Susanna pasó la mano por su cabello a manera de frustración. Sentía que no avanzaban nada y que a pesar de eliminar a esos sujetos, si no comprendían el trasfondo de la situación, lo mismo podría ocurrir o el ciclo se podría repetir. Por su parte, William noto la preocupación en su rostro y después de ponerse sus gafas intentó tranquilizarla.

-Estoy seguro de que encontraremos algo más. Tu abuelo solía dejar mensajes en código y era aficionado a los acertijos. Es de esperarse que sea lo mismo con esto.

-Tal vez. Es sólo que nunca estoy segura de tener todas las piezas y temo haber pasado algo por alto –tomó el diario de su abuelo y comenzó a ojearlo. De pronto encontró dos fotos de su abuela y las miró por un instante- ella sabía que algo pasaba. Sabía que Sebastian no era quien aparentaba ser, pero nunca supo qué era lo que perseguía a la familia.

-Así es –hizo una pausa y volteó a ver al estanque, ordenando sus ideas- no puedo mostrarte ningún cinematic record, pero Eleanor Serafer fue testigo de varias cosas que nos pueden ayudar. Por ella sabemos que la familia Janssens-Guillot es la que lidera a la organización. También era la única que sabía dónde estaba su hijo Uriel, pero se lo ocultó a tu abuelo por seguridad. Después de que fueron a Suecia, Richard comenzó a ser muy paranoico y esto fue la razón –señaló el diario del abuelo, mismo que tenía los encantamientos- gracias a ella, también supimos para qué usaban las almas. Antes de morir lo supo todo porque Schneider se lo dijo. Al final entendió por qué sucedieron las cosas.

-Debió ser difícil…

-Ese… adefesio mal hecho... no te dijo bajo qué circunstancias murió tu abuelo ¿no es así? –ella negó con la cabeza y William bebió su té helado antes de comenzar a narrarle lo ocurrido.
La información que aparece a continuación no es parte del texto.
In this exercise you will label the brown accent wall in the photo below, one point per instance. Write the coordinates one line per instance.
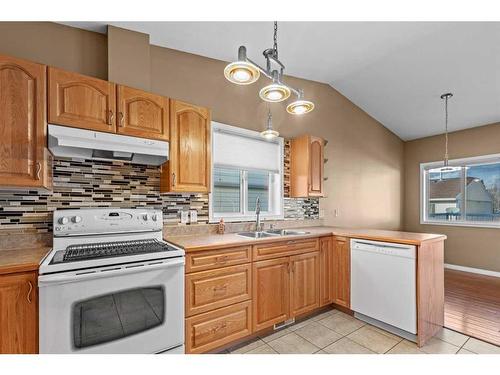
(465, 246)
(365, 167)
(62, 46)
(365, 160)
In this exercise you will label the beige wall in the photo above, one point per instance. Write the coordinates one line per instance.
(48, 43)
(466, 246)
(365, 167)
(365, 160)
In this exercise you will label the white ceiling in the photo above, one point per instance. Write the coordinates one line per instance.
(395, 71)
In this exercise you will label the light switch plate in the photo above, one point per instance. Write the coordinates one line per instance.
(193, 216)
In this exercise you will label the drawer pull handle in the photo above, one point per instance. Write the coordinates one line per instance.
(222, 259)
(111, 118)
(28, 297)
(38, 170)
(220, 289)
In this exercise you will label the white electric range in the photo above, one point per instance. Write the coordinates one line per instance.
(111, 284)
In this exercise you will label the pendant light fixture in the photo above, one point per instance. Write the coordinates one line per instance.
(269, 133)
(446, 167)
(245, 72)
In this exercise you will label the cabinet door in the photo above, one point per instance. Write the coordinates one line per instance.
(189, 168)
(271, 291)
(23, 158)
(81, 102)
(18, 313)
(326, 282)
(316, 165)
(342, 271)
(142, 114)
(304, 285)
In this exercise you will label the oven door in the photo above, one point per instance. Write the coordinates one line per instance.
(131, 308)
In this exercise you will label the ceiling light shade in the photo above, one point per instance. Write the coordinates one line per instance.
(300, 107)
(241, 73)
(274, 93)
(269, 133)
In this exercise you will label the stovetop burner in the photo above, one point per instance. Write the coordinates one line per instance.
(113, 249)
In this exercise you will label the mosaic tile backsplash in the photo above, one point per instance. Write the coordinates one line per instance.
(92, 183)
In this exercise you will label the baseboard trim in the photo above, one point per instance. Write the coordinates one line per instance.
(472, 270)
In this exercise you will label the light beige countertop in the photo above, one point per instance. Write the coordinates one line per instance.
(212, 241)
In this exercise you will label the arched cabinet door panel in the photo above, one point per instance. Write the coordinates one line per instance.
(189, 167)
(24, 161)
(142, 114)
(80, 101)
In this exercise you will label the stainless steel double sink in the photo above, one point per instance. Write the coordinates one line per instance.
(272, 233)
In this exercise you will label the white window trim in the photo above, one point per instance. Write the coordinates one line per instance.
(247, 215)
(484, 159)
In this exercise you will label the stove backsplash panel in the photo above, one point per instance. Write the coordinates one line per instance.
(92, 183)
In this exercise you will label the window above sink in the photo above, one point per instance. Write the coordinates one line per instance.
(245, 166)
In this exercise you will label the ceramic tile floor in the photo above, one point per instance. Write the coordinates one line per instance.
(334, 332)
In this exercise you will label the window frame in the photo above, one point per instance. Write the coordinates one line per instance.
(276, 193)
(462, 162)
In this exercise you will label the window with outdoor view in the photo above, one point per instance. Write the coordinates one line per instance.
(466, 193)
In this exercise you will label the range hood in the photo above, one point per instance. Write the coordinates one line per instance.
(89, 144)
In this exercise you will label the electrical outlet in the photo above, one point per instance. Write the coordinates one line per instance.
(193, 216)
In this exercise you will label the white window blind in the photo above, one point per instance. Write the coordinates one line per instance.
(245, 151)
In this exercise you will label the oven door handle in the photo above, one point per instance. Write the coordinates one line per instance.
(82, 275)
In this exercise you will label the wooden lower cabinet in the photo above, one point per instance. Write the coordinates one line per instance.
(342, 271)
(326, 274)
(19, 313)
(208, 331)
(304, 283)
(212, 289)
(271, 286)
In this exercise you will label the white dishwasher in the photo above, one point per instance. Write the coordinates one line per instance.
(383, 284)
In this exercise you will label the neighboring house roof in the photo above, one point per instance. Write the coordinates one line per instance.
(448, 188)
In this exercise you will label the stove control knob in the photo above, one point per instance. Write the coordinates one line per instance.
(76, 219)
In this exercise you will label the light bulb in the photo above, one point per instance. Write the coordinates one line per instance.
(241, 73)
(274, 93)
(299, 107)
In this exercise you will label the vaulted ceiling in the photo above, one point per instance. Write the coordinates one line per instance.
(395, 71)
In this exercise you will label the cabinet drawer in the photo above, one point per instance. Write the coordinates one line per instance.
(282, 248)
(210, 330)
(212, 289)
(210, 259)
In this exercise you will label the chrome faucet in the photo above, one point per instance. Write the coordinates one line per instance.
(257, 212)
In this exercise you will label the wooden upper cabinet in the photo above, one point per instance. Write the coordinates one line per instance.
(316, 167)
(142, 114)
(81, 101)
(189, 167)
(24, 160)
(306, 166)
(304, 283)
(271, 292)
(326, 282)
(19, 313)
(342, 271)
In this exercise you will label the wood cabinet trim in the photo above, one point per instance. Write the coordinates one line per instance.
(209, 290)
(211, 259)
(213, 327)
(29, 169)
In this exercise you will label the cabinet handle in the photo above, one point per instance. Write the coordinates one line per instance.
(111, 117)
(121, 119)
(28, 297)
(38, 169)
(222, 259)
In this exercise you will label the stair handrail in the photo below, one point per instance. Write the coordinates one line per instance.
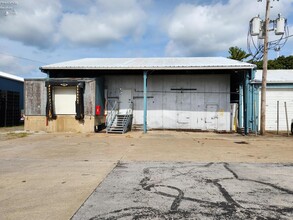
(126, 119)
(111, 116)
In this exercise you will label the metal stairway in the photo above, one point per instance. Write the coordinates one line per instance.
(117, 122)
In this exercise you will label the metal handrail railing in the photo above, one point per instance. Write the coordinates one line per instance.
(127, 117)
(111, 116)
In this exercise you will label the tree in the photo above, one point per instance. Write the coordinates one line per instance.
(237, 53)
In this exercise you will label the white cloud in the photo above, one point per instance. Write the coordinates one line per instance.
(105, 22)
(205, 30)
(33, 24)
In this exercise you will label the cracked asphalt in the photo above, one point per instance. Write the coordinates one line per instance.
(158, 175)
(193, 191)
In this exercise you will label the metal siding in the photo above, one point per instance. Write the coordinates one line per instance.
(35, 97)
(281, 95)
(171, 109)
(89, 97)
(14, 86)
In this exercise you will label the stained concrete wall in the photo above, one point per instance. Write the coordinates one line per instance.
(63, 123)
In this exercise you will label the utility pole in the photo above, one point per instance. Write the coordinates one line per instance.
(265, 70)
(261, 29)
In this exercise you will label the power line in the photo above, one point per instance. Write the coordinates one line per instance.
(23, 58)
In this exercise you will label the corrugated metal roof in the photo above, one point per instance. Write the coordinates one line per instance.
(163, 63)
(275, 76)
(10, 76)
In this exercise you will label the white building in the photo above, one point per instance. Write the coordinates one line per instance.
(192, 93)
(279, 91)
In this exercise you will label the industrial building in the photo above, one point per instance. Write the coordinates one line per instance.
(194, 93)
(11, 99)
(279, 91)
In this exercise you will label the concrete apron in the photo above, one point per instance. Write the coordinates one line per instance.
(49, 176)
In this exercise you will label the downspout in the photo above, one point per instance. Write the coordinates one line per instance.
(145, 101)
(246, 103)
(240, 107)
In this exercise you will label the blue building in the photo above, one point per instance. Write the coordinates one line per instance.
(11, 99)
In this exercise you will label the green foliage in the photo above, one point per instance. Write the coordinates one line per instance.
(237, 53)
(281, 62)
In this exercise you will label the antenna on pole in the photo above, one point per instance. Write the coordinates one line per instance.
(7, 8)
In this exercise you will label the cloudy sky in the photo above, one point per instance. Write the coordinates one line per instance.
(44, 32)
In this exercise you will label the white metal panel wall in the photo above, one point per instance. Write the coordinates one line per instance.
(272, 97)
(203, 105)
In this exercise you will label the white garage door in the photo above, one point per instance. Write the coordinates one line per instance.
(273, 96)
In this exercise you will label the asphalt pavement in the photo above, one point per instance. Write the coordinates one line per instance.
(156, 190)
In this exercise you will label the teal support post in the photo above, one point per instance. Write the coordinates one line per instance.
(145, 77)
(240, 107)
(246, 103)
(256, 107)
Durante los últimos años de Richard Serafer, la paranoia lo invadió y su esposa se preocupó mucho por él, en especial cuando llegó un individuo de negro que casi nunca se separaba de su lado: Sebastian. Parece que durante su viaje a Suecia aprendió cómo realizar el contrato con él y su principal tarea era cuidar de ellos, pero por desgracia, Eleanor Serafer comenzó a investigar por su cuenta y murió a manos de Janssens-Guillot, el mismo día en el que su esposo sufrió un atentado organizado por esos mismos hombres. Como era de esperarse, el demonio antepuso la seguridad de Richard y su esposa falleció ese mismo día.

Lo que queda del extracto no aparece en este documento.